Bisa berasal dari mimpi, wangsit, atau halusinasi. Paham yang lebih universal juga berasal dari khayalan yang dikemas dengan narasi keilmuan seperti komunisme, kapitalisme, dan di dalam agama juga ada.
Khayalan kekuasaan dapat memproduk segala macam. Ketika “competitiveness” lemah yang paling mudah memang klaim. Tidak tanggung tanggung mendunia seperti Keraton Sejagat atau Sunda Imperium.
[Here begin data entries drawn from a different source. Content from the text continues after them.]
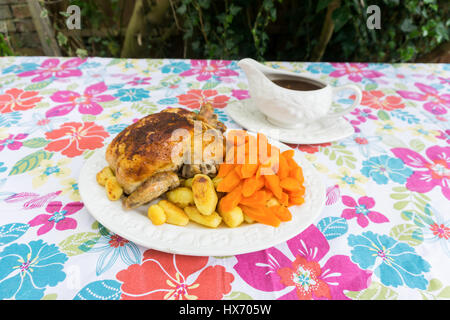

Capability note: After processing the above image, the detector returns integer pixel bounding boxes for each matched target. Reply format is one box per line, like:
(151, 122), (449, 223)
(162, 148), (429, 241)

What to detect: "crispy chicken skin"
(106, 105), (225, 208)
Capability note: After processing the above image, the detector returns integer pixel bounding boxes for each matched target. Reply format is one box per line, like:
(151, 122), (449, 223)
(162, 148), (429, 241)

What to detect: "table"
(0, 57), (450, 300)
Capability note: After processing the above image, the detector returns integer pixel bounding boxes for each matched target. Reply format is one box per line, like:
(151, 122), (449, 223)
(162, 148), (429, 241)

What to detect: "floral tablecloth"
(0, 57), (450, 299)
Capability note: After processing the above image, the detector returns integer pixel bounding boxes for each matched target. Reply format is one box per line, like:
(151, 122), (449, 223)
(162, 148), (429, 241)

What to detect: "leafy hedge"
(45, 0), (450, 62)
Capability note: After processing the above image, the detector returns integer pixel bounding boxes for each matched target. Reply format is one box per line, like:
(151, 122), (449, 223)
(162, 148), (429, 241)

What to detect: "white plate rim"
(78, 134), (325, 256)
(225, 98), (355, 144)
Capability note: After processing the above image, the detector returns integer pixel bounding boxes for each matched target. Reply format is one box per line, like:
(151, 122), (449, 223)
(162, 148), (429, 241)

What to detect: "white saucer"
(225, 99), (355, 144)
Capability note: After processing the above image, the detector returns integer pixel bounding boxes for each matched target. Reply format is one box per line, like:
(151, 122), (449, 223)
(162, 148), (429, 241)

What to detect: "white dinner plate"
(78, 139), (325, 256)
(225, 99), (355, 144)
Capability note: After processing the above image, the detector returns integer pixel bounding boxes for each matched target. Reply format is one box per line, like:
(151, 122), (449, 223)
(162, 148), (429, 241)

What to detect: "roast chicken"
(106, 104), (226, 209)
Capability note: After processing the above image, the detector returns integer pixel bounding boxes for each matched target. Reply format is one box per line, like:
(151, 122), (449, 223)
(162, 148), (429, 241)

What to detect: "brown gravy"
(272, 79), (323, 91)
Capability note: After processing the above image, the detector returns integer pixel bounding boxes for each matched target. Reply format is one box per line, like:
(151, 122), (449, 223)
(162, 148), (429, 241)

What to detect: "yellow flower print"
(30, 158), (71, 188)
(329, 167), (368, 195)
(97, 107), (133, 124)
(61, 178), (81, 201)
(375, 120), (403, 135)
(0, 128), (9, 140)
(408, 124), (440, 142)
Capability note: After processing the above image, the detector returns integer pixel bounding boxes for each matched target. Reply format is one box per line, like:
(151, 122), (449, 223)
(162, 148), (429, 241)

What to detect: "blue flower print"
(0, 111), (22, 128)
(348, 231), (430, 290)
(0, 240), (67, 300)
(306, 62), (334, 74)
(85, 224), (141, 276)
(361, 155), (413, 184)
(161, 61), (191, 73)
(2, 62), (39, 74)
(114, 88), (149, 102)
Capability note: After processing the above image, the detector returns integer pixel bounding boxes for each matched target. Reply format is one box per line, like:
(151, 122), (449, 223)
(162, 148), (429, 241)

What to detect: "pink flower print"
(436, 129), (450, 144)
(18, 58), (86, 82)
(350, 108), (378, 125)
(127, 77), (151, 86)
(341, 196), (389, 228)
(45, 82), (116, 118)
(180, 60), (239, 81)
(234, 225), (371, 300)
(28, 201), (83, 236)
(231, 89), (250, 100)
(391, 146), (450, 200)
(0, 133), (28, 151)
(397, 82), (450, 115)
(330, 63), (383, 82)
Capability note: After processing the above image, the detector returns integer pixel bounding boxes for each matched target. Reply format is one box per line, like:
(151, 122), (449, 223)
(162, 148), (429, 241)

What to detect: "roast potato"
(192, 174), (218, 215)
(166, 187), (194, 208)
(158, 200), (189, 226)
(219, 207), (244, 228)
(147, 204), (167, 226)
(96, 167), (114, 187)
(184, 206), (222, 228)
(105, 176), (123, 201)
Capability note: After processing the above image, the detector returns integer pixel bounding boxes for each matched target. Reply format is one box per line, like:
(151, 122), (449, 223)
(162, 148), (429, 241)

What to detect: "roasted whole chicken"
(106, 104), (226, 209)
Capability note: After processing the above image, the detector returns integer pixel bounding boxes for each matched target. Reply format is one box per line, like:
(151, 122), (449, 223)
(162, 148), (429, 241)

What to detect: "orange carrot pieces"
(280, 177), (301, 191)
(217, 170), (241, 192)
(270, 206), (292, 221)
(289, 197), (305, 206)
(240, 205), (281, 227)
(281, 149), (295, 158)
(289, 167), (305, 184)
(279, 192), (289, 206)
(278, 154), (289, 180)
(239, 190), (267, 207)
(217, 163), (235, 178)
(264, 174), (283, 199)
(242, 176), (264, 197)
(241, 164), (259, 179)
(288, 186), (305, 198)
(219, 183), (242, 212)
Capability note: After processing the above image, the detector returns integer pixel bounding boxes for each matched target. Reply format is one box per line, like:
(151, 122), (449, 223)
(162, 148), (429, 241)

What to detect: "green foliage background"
(47, 0), (450, 62)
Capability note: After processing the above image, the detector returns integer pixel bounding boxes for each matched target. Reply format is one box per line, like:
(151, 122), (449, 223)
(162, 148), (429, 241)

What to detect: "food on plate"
(96, 167), (114, 187)
(147, 204), (167, 226)
(106, 104), (226, 209)
(219, 206), (244, 228)
(96, 104), (305, 228)
(192, 174), (218, 216)
(184, 206), (222, 228)
(158, 200), (189, 226)
(166, 187), (194, 208)
(105, 176), (123, 201)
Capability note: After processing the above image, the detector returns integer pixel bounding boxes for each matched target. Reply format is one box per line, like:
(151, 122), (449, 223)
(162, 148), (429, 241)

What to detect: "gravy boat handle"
(325, 84), (362, 118)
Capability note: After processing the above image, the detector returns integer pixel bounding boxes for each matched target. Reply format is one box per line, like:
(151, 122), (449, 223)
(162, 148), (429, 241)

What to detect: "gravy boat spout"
(238, 58), (362, 128)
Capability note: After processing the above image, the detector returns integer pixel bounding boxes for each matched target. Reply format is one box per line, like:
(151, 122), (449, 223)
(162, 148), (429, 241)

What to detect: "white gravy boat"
(238, 58), (362, 128)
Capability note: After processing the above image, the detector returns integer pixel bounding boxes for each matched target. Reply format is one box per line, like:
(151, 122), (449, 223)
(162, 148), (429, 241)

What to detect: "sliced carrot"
(219, 183), (242, 212)
(264, 174), (283, 199)
(278, 154), (289, 180)
(289, 197), (305, 206)
(234, 164), (242, 179)
(281, 149), (295, 158)
(242, 176), (265, 197)
(280, 177), (301, 191)
(289, 167), (305, 184)
(239, 190), (267, 207)
(270, 206), (292, 221)
(239, 205), (281, 227)
(227, 130), (247, 146)
(217, 170), (241, 192)
(279, 192), (289, 206)
(288, 186), (305, 198)
(241, 163), (259, 179)
(217, 163), (235, 178)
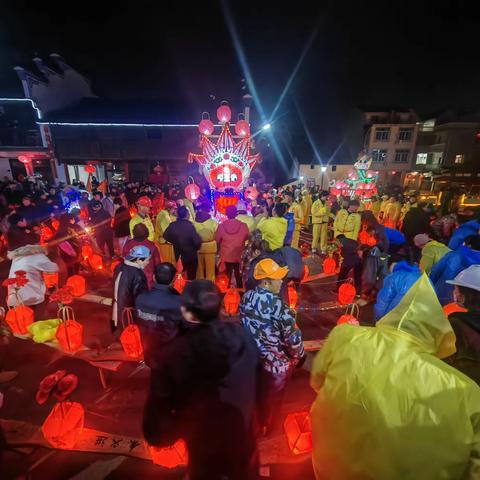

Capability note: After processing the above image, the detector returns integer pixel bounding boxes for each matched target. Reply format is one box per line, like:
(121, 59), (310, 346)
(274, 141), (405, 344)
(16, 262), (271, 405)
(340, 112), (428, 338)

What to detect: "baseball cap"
(125, 245), (150, 260)
(446, 265), (480, 292)
(253, 258), (288, 280)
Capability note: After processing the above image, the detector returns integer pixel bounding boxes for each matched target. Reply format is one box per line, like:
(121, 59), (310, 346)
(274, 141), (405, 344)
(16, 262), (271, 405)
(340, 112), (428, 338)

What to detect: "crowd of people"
(0, 173), (480, 480)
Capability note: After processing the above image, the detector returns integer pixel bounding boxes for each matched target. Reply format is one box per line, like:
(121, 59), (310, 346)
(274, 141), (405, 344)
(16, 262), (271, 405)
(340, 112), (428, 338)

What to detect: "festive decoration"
(283, 412), (313, 455)
(150, 439), (188, 468)
(223, 288), (240, 315)
(338, 283), (357, 305)
(120, 308), (143, 360)
(67, 275), (87, 297)
(42, 402), (85, 450)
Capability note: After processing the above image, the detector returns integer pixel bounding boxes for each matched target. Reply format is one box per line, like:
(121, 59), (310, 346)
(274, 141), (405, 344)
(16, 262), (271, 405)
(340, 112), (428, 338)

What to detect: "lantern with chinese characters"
(287, 282), (298, 310)
(42, 272), (58, 288)
(338, 283), (357, 305)
(67, 275), (87, 297)
(56, 306), (83, 353)
(5, 305), (33, 335)
(223, 288), (240, 315)
(215, 273), (230, 293)
(120, 308), (143, 360)
(323, 257), (337, 275)
(150, 439), (188, 468)
(42, 402), (85, 450)
(283, 412), (313, 455)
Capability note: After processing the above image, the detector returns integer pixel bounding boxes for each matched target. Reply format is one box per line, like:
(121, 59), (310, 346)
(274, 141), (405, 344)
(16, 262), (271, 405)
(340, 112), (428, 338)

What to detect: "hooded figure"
(311, 275), (480, 480)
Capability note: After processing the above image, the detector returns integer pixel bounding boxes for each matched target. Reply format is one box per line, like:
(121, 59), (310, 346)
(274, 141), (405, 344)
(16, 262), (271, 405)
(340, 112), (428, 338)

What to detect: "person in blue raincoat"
(430, 235), (480, 305)
(373, 260), (422, 321)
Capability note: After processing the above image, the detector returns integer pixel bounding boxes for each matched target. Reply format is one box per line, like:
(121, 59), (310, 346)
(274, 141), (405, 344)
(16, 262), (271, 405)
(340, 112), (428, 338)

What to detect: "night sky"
(0, 0), (480, 164)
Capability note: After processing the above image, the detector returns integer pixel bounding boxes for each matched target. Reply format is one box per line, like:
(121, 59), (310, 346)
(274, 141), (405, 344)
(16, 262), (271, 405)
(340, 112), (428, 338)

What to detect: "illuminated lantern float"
(187, 102), (260, 215)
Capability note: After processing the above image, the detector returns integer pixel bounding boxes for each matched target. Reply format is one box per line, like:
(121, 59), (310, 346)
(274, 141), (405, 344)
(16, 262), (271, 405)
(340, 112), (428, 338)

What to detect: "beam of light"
(270, 23), (319, 120)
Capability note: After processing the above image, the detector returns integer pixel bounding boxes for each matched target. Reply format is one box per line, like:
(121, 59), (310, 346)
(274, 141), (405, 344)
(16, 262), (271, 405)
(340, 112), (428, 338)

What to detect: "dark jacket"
(113, 207), (130, 238)
(112, 260), (147, 326)
(163, 219), (202, 263)
(448, 312), (480, 385)
(143, 321), (260, 480)
(135, 283), (184, 368)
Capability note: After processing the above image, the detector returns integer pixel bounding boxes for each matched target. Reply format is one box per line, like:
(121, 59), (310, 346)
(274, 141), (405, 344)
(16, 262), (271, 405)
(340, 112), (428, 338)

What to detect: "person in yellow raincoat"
(155, 200), (177, 265)
(311, 274), (480, 480)
(312, 190), (330, 253)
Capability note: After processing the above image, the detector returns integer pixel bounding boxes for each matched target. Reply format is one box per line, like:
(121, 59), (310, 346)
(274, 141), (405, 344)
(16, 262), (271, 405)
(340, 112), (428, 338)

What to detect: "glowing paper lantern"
(323, 257), (337, 275)
(283, 412), (313, 455)
(223, 288), (240, 315)
(5, 305), (33, 335)
(42, 402), (85, 450)
(150, 439), (188, 468)
(67, 275), (87, 297)
(338, 283), (357, 305)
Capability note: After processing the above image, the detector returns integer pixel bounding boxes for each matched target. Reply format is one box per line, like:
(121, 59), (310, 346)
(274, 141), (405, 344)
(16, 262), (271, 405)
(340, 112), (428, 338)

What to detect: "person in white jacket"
(7, 245), (58, 320)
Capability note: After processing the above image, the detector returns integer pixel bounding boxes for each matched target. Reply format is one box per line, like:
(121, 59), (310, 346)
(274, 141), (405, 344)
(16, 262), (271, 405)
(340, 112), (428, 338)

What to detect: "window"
(398, 128), (413, 142)
(416, 153), (428, 165)
(395, 150), (410, 163)
(372, 148), (387, 162)
(375, 128), (390, 142)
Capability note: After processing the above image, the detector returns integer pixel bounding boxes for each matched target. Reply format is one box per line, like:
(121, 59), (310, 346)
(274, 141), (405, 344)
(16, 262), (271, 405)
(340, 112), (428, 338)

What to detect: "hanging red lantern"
(215, 273), (230, 293)
(42, 402), (85, 450)
(235, 120), (250, 137)
(283, 412), (313, 455)
(338, 283), (357, 305)
(198, 118), (215, 135)
(173, 272), (187, 294)
(67, 275), (87, 297)
(287, 282), (298, 310)
(5, 305), (34, 335)
(120, 308), (143, 360)
(323, 257), (337, 275)
(42, 272), (58, 288)
(217, 102), (232, 123)
(56, 306), (83, 353)
(150, 439), (188, 468)
(223, 288), (240, 315)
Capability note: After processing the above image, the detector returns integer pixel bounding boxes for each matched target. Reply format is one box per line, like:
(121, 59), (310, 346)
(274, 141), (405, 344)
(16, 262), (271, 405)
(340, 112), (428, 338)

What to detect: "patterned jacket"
(240, 287), (304, 373)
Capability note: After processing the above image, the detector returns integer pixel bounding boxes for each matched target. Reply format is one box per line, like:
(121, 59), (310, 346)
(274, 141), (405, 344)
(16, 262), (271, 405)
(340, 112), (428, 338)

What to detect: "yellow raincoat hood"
(311, 276), (480, 480)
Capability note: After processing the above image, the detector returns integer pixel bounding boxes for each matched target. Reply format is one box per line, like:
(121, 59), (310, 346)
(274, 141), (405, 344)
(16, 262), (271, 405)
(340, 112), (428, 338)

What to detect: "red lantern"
(283, 412), (313, 455)
(235, 120), (250, 137)
(42, 402), (85, 450)
(173, 272), (187, 293)
(287, 283), (298, 310)
(5, 305), (33, 335)
(217, 102), (232, 123)
(67, 275), (87, 297)
(323, 257), (337, 275)
(198, 118), (215, 135)
(338, 283), (357, 305)
(150, 439), (188, 468)
(223, 288), (240, 315)
(42, 272), (58, 288)
(215, 273), (230, 293)
(120, 308), (143, 360)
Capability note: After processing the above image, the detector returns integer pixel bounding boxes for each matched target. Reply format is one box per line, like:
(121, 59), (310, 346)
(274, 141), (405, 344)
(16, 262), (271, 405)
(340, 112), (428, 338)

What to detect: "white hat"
(446, 265), (480, 292)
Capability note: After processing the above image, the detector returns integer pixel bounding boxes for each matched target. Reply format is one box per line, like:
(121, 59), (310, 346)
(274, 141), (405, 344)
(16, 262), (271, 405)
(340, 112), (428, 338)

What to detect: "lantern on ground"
(42, 402), (85, 450)
(150, 439), (188, 468)
(223, 288), (240, 315)
(120, 308), (143, 360)
(323, 257), (337, 275)
(67, 275), (87, 297)
(5, 305), (34, 335)
(283, 412), (313, 455)
(338, 283), (357, 305)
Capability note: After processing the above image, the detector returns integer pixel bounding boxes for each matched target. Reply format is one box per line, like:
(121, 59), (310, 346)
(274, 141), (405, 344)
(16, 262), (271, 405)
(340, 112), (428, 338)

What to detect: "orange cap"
(253, 258), (288, 280)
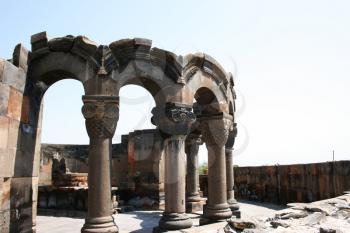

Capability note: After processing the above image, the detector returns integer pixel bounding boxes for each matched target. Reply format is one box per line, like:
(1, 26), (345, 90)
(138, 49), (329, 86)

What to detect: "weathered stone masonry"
(200, 160), (350, 204)
(0, 32), (235, 233)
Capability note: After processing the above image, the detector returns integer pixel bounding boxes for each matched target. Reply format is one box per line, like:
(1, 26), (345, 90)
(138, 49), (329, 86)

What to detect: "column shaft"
(81, 96), (119, 233)
(225, 148), (239, 212)
(159, 136), (192, 230)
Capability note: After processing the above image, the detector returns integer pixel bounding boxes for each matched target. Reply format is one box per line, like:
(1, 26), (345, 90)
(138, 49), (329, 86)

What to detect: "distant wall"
(39, 144), (128, 188)
(200, 161), (350, 204)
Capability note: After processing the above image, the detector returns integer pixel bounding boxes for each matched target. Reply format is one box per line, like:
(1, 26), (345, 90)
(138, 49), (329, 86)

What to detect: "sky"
(0, 0), (350, 166)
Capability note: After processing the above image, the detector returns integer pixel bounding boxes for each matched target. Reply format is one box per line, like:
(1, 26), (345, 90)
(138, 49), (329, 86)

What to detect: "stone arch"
(0, 32), (239, 232)
(109, 38), (183, 105)
(183, 53), (229, 113)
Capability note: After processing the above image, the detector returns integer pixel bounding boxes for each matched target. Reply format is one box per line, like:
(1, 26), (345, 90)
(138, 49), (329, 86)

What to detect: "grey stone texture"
(0, 32), (235, 232)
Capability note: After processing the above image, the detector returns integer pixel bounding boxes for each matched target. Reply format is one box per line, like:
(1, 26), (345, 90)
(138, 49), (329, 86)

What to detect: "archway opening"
(37, 79), (89, 229)
(193, 87), (219, 170)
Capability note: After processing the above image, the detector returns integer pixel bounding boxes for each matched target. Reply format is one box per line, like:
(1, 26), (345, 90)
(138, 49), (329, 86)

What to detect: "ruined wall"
(39, 141), (128, 187)
(39, 129), (164, 210)
(0, 44), (42, 233)
(201, 161), (350, 204)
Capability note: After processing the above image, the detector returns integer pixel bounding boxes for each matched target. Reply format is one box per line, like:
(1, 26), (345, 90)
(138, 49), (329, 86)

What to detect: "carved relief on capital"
(200, 113), (233, 146)
(82, 96), (119, 138)
(225, 123), (237, 149)
(152, 103), (196, 136)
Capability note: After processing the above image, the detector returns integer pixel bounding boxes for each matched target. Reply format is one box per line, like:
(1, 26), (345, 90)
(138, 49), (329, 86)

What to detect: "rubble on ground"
(224, 193), (350, 233)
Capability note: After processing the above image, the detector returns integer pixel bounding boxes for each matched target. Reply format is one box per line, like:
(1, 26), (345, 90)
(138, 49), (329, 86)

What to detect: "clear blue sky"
(0, 0), (350, 166)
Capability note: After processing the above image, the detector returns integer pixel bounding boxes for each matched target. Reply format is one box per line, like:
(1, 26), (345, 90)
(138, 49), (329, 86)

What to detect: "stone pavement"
(37, 202), (283, 233)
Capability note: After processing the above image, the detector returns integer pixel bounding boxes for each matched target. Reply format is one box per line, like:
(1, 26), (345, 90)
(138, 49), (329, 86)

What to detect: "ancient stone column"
(225, 123), (241, 218)
(185, 134), (203, 213)
(152, 103), (195, 231)
(81, 96), (119, 233)
(199, 113), (232, 224)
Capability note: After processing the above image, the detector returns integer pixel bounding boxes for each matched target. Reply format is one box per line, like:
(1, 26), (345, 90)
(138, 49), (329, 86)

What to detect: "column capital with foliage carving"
(82, 95), (119, 138)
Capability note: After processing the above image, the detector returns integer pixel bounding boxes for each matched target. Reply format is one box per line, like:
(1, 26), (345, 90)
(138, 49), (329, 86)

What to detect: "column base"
(158, 213), (192, 232)
(81, 216), (119, 233)
(203, 203), (232, 221)
(227, 198), (239, 212)
(232, 210), (241, 218)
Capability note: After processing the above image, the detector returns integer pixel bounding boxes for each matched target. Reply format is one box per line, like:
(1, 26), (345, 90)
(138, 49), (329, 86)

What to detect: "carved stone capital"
(199, 113), (233, 146)
(82, 96), (119, 138)
(152, 103), (196, 136)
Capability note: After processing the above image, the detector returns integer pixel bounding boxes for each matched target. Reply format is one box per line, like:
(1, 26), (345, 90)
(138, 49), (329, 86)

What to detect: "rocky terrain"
(223, 193), (350, 233)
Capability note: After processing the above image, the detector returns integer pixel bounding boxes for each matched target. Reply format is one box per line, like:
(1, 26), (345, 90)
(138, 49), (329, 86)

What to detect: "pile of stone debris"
(223, 193), (350, 233)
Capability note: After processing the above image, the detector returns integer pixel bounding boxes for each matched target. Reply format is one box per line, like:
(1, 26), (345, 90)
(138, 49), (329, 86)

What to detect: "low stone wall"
(200, 161), (350, 204)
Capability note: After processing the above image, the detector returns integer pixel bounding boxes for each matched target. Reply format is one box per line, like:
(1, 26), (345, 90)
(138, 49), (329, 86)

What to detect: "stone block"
(8, 88), (23, 121)
(0, 83), (10, 116)
(7, 119), (19, 149)
(0, 61), (26, 92)
(30, 32), (48, 52)
(10, 177), (38, 209)
(0, 116), (10, 149)
(12, 44), (28, 71)
(14, 149), (34, 177)
(0, 148), (16, 177)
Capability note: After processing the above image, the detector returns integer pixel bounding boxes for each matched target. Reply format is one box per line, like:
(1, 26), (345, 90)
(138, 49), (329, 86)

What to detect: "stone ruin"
(0, 32), (238, 233)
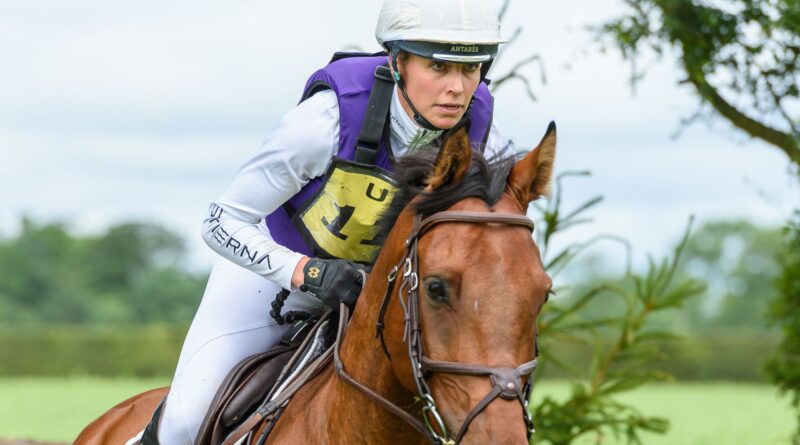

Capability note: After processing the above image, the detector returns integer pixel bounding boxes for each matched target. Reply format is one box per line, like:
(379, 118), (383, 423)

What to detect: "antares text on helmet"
(450, 45), (481, 53)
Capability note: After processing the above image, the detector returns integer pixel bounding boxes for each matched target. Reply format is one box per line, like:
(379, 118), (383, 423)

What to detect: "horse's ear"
(425, 126), (472, 189)
(508, 122), (556, 207)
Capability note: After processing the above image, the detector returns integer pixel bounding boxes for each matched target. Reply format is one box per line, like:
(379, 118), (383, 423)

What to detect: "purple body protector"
(265, 55), (493, 257)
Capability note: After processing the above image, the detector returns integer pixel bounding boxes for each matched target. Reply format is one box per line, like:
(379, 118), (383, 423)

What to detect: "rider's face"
(398, 54), (481, 129)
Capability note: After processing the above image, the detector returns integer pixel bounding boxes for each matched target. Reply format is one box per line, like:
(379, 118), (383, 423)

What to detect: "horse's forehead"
(428, 198), (542, 269)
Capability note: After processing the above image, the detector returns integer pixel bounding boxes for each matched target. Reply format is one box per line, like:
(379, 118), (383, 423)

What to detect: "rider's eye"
(425, 278), (450, 303)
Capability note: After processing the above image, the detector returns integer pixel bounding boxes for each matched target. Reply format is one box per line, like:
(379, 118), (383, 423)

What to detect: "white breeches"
(158, 258), (320, 445)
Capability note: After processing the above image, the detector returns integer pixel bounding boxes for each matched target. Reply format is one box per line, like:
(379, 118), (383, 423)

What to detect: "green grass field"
(0, 378), (793, 445)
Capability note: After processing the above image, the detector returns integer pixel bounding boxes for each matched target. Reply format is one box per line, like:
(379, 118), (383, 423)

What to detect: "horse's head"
(366, 124), (556, 444)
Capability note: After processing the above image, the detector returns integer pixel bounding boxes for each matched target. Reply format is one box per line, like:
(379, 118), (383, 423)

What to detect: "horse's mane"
(378, 146), (516, 253)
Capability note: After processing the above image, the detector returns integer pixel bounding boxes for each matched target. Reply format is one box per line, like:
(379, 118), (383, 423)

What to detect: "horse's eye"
(425, 278), (449, 303)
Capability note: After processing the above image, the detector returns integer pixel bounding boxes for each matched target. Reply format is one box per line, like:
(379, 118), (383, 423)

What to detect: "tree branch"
(682, 53), (800, 165)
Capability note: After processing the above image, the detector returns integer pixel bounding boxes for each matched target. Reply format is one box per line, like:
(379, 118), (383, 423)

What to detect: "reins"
(333, 211), (538, 445)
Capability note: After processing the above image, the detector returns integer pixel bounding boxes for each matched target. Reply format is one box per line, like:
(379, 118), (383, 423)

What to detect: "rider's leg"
(158, 258), (317, 445)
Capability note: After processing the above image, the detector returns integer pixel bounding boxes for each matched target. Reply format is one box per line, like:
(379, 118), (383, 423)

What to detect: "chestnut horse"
(75, 123), (556, 445)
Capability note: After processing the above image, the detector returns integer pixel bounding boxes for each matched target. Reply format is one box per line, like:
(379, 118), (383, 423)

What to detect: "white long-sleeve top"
(202, 87), (513, 289)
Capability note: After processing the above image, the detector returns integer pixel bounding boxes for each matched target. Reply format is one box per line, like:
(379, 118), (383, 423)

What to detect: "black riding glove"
(300, 258), (364, 310)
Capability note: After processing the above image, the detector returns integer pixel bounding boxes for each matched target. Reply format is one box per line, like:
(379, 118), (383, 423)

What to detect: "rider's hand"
(300, 258), (364, 310)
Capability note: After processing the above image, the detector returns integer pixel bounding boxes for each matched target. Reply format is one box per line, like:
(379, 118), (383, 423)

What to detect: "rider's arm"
(202, 91), (339, 289)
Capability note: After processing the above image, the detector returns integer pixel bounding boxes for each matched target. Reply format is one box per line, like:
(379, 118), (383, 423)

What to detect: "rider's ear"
(425, 126), (472, 189)
(508, 122), (556, 207)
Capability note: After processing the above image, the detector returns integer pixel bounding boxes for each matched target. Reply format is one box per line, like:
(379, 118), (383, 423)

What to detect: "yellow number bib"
(295, 159), (395, 262)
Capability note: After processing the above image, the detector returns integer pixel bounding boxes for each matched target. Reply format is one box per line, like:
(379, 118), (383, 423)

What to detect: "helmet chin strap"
(392, 50), (445, 131)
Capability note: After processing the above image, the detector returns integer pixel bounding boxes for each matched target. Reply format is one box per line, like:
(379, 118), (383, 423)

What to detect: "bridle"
(334, 211), (537, 445)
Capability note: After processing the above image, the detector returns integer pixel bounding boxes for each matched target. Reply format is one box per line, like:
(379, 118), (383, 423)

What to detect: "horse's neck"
(324, 213), (424, 444)
(331, 280), (420, 444)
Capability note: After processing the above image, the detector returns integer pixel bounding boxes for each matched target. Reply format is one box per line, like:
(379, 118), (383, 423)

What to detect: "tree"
(596, 0), (800, 443)
(532, 173), (704, 445)
(673, 220), (784, 331)
(0, 219), (205, 326)
(767, 211), (800, 445)
(597, 0), (800, 167)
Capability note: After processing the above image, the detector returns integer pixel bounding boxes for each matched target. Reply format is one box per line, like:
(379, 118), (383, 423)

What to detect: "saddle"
(195, 311), (336, 445)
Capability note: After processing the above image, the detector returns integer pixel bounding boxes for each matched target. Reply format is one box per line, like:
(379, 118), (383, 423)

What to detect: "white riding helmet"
(375, 0), (506, 63)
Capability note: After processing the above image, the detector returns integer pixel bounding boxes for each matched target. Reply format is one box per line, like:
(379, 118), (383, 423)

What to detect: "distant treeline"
(0, 219), (784, 380)
(0, 218), (207, 326)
Kini juga perlu ditelusuri lagi di Jawa Barat akan bertambah khazanah “kerajaan baru” yang diawali dari “Forum Silaturahmi Sunda Sadunya”. Sentimen budaya yang bisa bergeser ke arah kekuasaan.
Ciri kerajaan yang utama adalah berpusat pada kekuasaan raja, kekerabatan (nepotisme), lalu keseragaman karena anti demokrasi, hubungan patron klien kadang penghambaan, anti kritik, serta tidak peduli pada kualitas sang raja apakah cerdas atau dungu, berpandangan tajam dan luas atau planga plongo, bijak atau zalim, bermoral atau tidak. Simbolisasi lebih penting daripada esensi dan misi pelayanan publik.
Nah yang patut diwaspadai sebenarnya bukan kerajaan di negeri republik, tetapi kekuasaan di negeri republik yang merasa kerajaan.
Presiden rasa raja. Menjadi republik khayalan yang seolah berskala gaul dunia padahal kualitas lokal, dipilih tapi direkayasa, demi rakyat namun kepentingan pejabat, memberantas korupsi padahal memelihara pelaku korupsi, sederhana dan tidak ambisi sambil memeluk erat kursi.
Republik khayalan seperti Dunia Fantasi yang di dalamnya ada istana boneka. Berperahu dengan nyaman tapi semua yang ada di sekitar hanya boneka. Menikmati kepalsuan.
Kasihan bangsa jika dipimpin oleh orang yang penuh halusinasi. Citra yang utama bukan cita cita atau realita. Raja nista yang dicitrakan mulia.